US healthcare has to compete against cheap healthcare in mexico or whatever

ndriscoll 4/12/2025|||
This is nonsense that continues the status quo. We were recently trying to understand our options for something time-sensitive, and no one could tell us with any certainty it would cost $2k or $20k if insurance denied it. We were fully willing to pay thousands out of pocket (the price insurance apparently usually pays after "negotiations"), but couldn't get any assurance about the cost or even whether they could correctly bill just this one procedure at their out-of-pocket rate (and what that might be) when everything else was with insurance. It's not like we were the first to ever get it done. The system is just full of blatant unmitigated racketeering.

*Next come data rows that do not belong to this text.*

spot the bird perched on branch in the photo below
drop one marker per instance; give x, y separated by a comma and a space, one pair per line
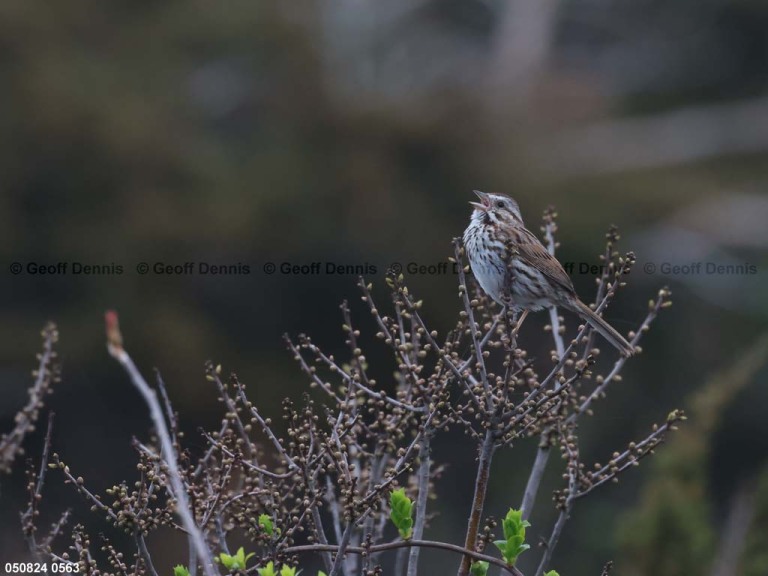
514, 268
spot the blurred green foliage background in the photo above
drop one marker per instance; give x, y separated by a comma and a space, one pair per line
353, 132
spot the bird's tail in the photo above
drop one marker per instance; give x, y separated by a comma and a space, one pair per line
606, 330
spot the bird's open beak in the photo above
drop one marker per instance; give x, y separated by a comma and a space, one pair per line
484, 203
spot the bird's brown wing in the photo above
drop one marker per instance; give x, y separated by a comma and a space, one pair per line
530, 250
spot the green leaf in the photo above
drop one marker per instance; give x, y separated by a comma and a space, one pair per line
514, 536
266, 524
401, 513
268, 570
238, 561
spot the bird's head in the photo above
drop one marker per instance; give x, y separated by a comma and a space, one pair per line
497, 207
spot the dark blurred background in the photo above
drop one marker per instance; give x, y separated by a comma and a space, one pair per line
353, 131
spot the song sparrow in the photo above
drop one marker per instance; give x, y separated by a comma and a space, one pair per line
515, 269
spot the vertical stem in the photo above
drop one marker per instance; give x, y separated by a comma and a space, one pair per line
534, 480
421, 504
481, 487
554, 538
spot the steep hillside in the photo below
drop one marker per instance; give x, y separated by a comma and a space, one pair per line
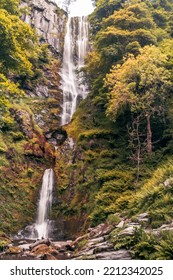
113, 161
122, 132
29, 105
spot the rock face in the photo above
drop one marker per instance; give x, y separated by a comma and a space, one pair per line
48, 20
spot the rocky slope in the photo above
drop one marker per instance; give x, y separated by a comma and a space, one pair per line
48, 20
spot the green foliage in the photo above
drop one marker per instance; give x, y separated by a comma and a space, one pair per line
164, 248
10, 5
18, 44
155, 196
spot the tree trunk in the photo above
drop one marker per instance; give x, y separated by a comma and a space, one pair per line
149, 136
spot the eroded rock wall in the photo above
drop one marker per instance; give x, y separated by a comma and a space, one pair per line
48, 20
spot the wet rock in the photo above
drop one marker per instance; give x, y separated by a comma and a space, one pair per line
48, 257
43, 16
40, 242
130, 229
42, 91
14, 250
24, 121
40, 250
114, 255
121, 224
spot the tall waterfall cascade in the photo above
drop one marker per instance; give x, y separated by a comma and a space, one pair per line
73, 87
41, 227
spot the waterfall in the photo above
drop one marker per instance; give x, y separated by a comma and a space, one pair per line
75, 50
41, 227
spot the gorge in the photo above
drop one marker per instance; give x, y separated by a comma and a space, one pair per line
86, 129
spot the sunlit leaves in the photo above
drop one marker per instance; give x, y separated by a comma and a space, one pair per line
142, 83
17, 44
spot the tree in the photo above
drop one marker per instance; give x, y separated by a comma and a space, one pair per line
10, 5
18, 45
142, 84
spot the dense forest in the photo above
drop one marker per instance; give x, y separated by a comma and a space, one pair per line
120, 165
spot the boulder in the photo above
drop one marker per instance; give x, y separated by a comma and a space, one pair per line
14, 250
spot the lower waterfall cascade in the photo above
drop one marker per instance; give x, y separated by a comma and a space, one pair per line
41, 227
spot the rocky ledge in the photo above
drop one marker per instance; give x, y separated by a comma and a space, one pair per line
48, 20
104, 242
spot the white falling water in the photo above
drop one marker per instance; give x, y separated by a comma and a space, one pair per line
41, 228
75, 50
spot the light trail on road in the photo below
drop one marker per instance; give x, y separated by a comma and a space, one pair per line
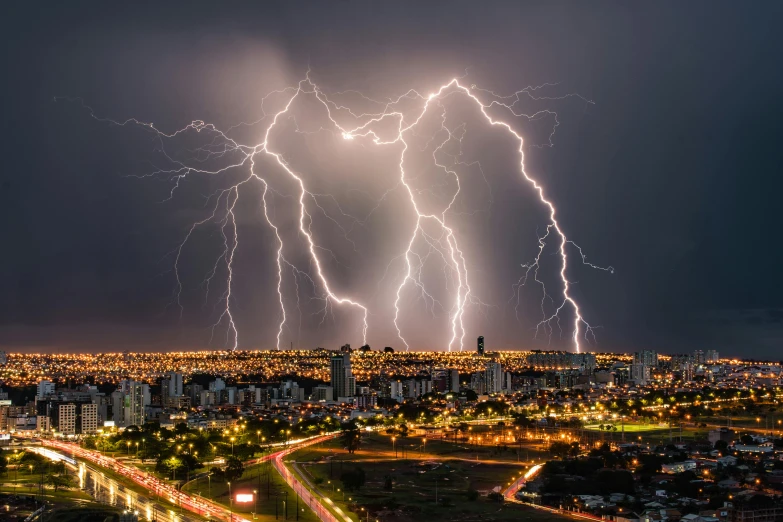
197, 504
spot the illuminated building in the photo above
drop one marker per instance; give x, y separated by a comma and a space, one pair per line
493, 378
341, 375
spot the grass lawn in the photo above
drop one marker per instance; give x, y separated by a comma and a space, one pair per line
97, 513
631, 427
413, 494
271, 494
49, 494
379, 446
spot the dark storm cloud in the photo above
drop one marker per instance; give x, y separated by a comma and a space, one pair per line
673, 176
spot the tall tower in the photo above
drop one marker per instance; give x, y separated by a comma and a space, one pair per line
342, 375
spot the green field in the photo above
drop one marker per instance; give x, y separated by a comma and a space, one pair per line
271, 494
421, 489
380, 446
631, 428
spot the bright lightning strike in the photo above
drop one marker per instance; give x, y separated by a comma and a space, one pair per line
434, 229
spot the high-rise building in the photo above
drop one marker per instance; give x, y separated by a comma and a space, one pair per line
175, 387
135, 397
477, 383
454, 380
323, 393
640, 374
66, 419
648, 358
561, 360
67, 416
342, 380
45, 388
493, 379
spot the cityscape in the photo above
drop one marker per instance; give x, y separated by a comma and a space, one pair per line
690, 436
392, 261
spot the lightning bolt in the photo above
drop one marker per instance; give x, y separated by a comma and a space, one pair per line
432, 228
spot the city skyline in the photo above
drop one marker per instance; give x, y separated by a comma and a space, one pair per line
657, 168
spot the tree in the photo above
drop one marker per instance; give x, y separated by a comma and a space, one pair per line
351, 436
59, 480
234, 469
171, 464
353, 480
559, 449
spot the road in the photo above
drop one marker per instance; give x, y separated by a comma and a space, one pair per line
511, 492
194, 504
108, 490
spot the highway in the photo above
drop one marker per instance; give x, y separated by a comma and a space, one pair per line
194, 504
109, 491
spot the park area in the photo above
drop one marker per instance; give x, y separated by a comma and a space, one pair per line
415, 480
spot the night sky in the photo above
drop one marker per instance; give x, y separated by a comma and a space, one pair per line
672, 176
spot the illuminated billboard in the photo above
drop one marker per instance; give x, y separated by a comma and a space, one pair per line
243, 498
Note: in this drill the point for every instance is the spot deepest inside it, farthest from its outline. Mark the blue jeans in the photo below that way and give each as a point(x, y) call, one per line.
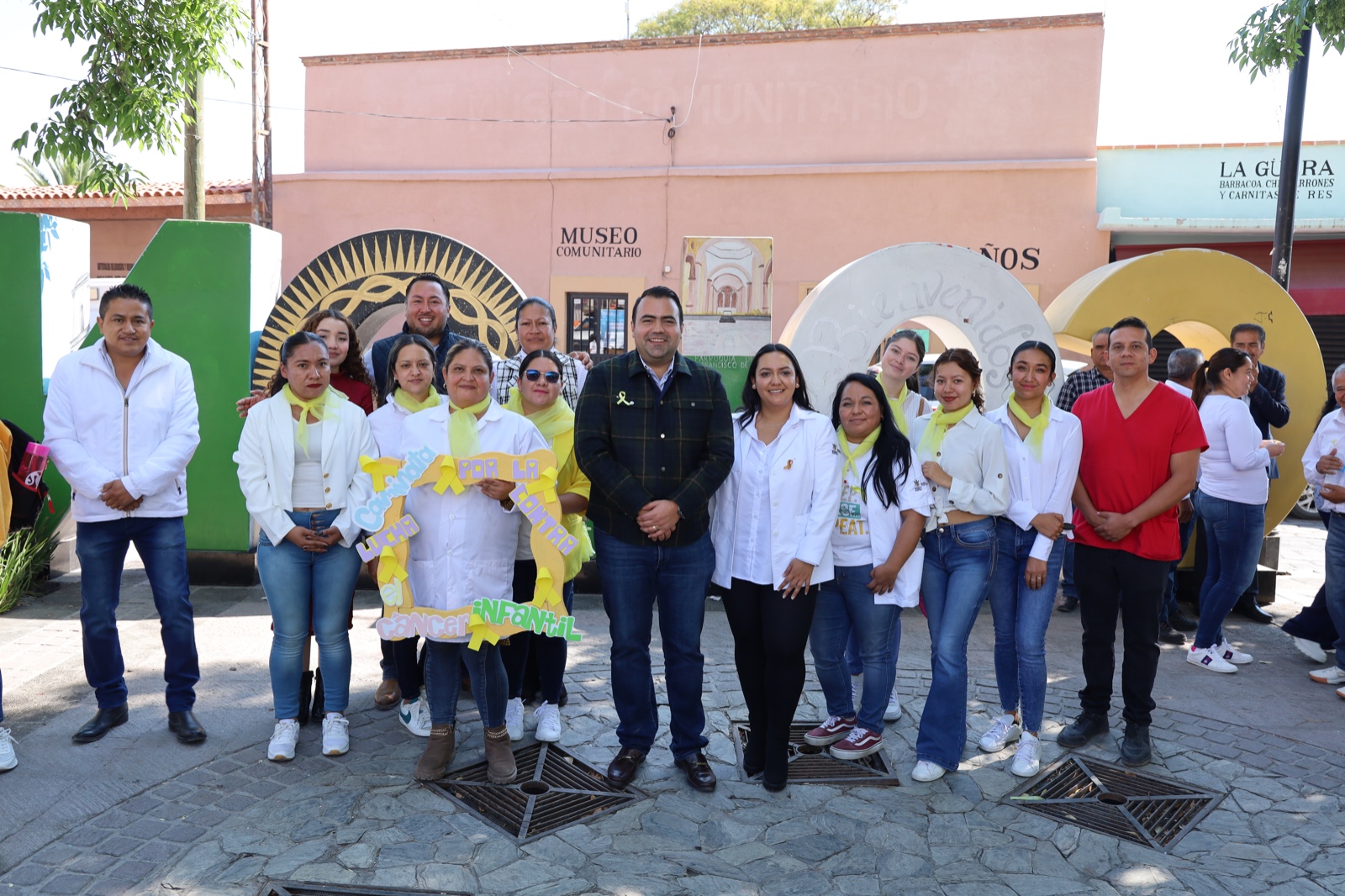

A good first step would be banning price discrimination for medical procedures. Right now you get three different prices for "I pay", "insurance pays", and "insurance denies and I pay". People can't tell you what those prices will be. The whole point of insurance is supposed to be to derisk these kinds of decisions, not increase uncertainty and risk. Attempting to use insurance and getting denied can 10x your cost, so what is the purpose of the insurance?

like_any_other 4/12/2025||||
There are plenty of good healthcare systems, and they can be identified by looking at other countries and copying what works. That's not the problem. The problem is how to get there.
aaomidi 4/12/2025||||
IMO at the very least we should have free catastrophic coverage covered by taxes.

Otherwise we end up paying more anyway. Someone needs to bail out hospitals.

gafferongames 4/12/2025||
This is exactly what is done in Australia. Medicare for all. Private health insurance optional on top of this for non-catastrophic care.
yardie 4/12/2025|||
Single payer isn’t communism because there is no payment. In communist healthcare The government owns every aspect of the market, healthcare providers are employees. Single payer the provider is free to open a practice just and send the bill to the government. It’s not quite elastic as free market since government doesn’t negotiate based on demand.
Gud 4/12/2025||
Lock and load.
xnx 4/12/2025||
Delay, deny, defend by another name.